« Ainsi l’image que l’on porte en avance ou en retard du monde.
A l’issue du trajet quelque chose en nous continue d’avancer. »

* (Erre [er] n.f. – XIIe « voyage, route » : de l’a. fr errer, de iterare > 1. errant. – manière d’avancer, de marcher. > allure, train, vitesse. LOC. Aller grand-erre, grand’erre, belle erre, à bonne allure. « Ils détalaient grand’erre et comme s’ils eussent eu les chiens aux trousses » (Gaut.). 2. (marine) – Vitesse acquise d’un bâtiment sur lequel n’agit plus le propulseur. Diminuer l’erre. LOC, Se laisser glisser, continuer sur son erre, > lancée. « Le nageur se laissa glisser sur son erre » (Giono). 3. au Plur. Erres, Traces (d’un animal). Les erres d’un cerf. HOM. Air, aire, ère, haire, hère, 1r…). Le Nouveau Petit Robert, 1993

C’est un chemin de peintures, ponctué de mots, de textes : petits blocs blancs ou bornes, stations faisant écho, en strates superposées, aux alignements des façades.

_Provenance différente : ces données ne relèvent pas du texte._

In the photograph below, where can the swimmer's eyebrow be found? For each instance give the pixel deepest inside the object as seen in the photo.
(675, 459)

La figure des bâtiments y siège à toutes échelles détachée contre le plan du ciel qui tient lieu d’horizon, bleu invariant et bleus variant en intensité selon l’aplomb et l’humeur des murs, des fenêtres et des balcons. Personne en vue.

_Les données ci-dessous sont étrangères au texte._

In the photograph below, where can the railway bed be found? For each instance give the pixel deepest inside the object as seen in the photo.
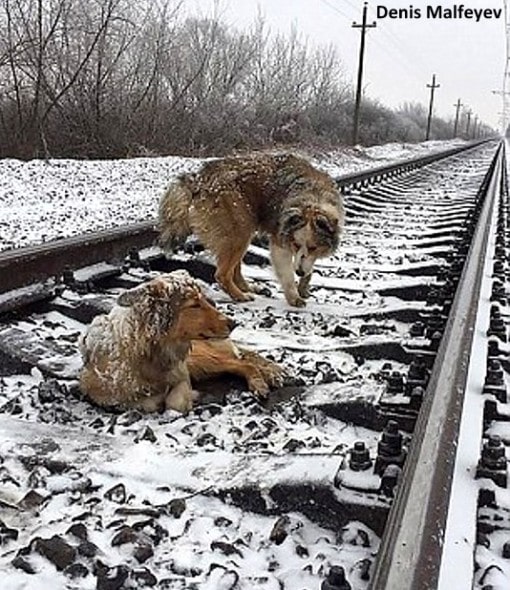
(348, 464)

« Les immeubles, le livre, le tableau comme images de nous enfin rassemblées. »1

Ici, des ensembles dont les couleurs, en jacquard, se souviennent d’un costume d’arlequin, là une arcade dont l’ombre retient les bribes d’un quotidien, ailleurs, une résidence bardée, caparaçonnée, de fer et de verre, et plus loin encore l’angle rude du béton gris ou les géométries acérées d’un gymnase posé sur une bande de vert cru.

« En devant de soi le monde confus se dilate, en dehors de tout langage fixé ou de tout usage. J’imagine un faisceau isolant dans l’étendue opaque, épaisse, quelque chose qui ressemble à la possibilité d’un lieu. »1

Le gris du béton, qui de loin exprimait une dureté têtue, se révèle être, de plus près, un jus granuleux, effet de glacis qui s’épanche sous le flux de l’essence. Le ciel procède bien souvent d’un recouvrement opaque et dense qui mord et bave, par endroits, sur les tracés tendus et les poches végétales. Les lignes même de ces architectures, qui semblent tirées au cordeau, sont pourtant d’abord hésitantes et tremblées, les perspectives chahutées. Le bâtit est d’abord ici organique : c’est un corps et une substance.

Ces structures linéaires emboîtées, enchâssées, ces surfaces découpées de mille et une ouvertures, ces charpentes et ces volumes éperonnant l’horizon, ces écrans de projections où se déposent des motifs sériels sont d’abord – sinon des portraits ou des blasons d’un monde urbain – des cribles où s’exercent , sous les gestes de celui qui les invente, toutes les combinaisons sensibles de ce que les clichés glacés , glanés au long des routes, ne contiendront jamais de distance et d’impureté.

« Il se pourrait qu’un immeuble ne soit qu’un point culminant dans notre pratique des périphéries, maintenu dans le mouvement et le bruit par la dimension, la disposition spéciale, l’évidence essentielle de sa silhouette. Quelque part émergeant de la réalité « chinoise », déjà littérature. »1

Car ce n’est pas tant les villes ou les cités qui surgissent et s’imposent sur ces papiers et sur ces toiles, mais bien la peinture.

1 – Les citations sont extraites de « le livre, l’immeuble et le tableau », Jeremy Liron, éditions Publie.net, 2008.

Philippe Agostini, commissaire de l’exposition.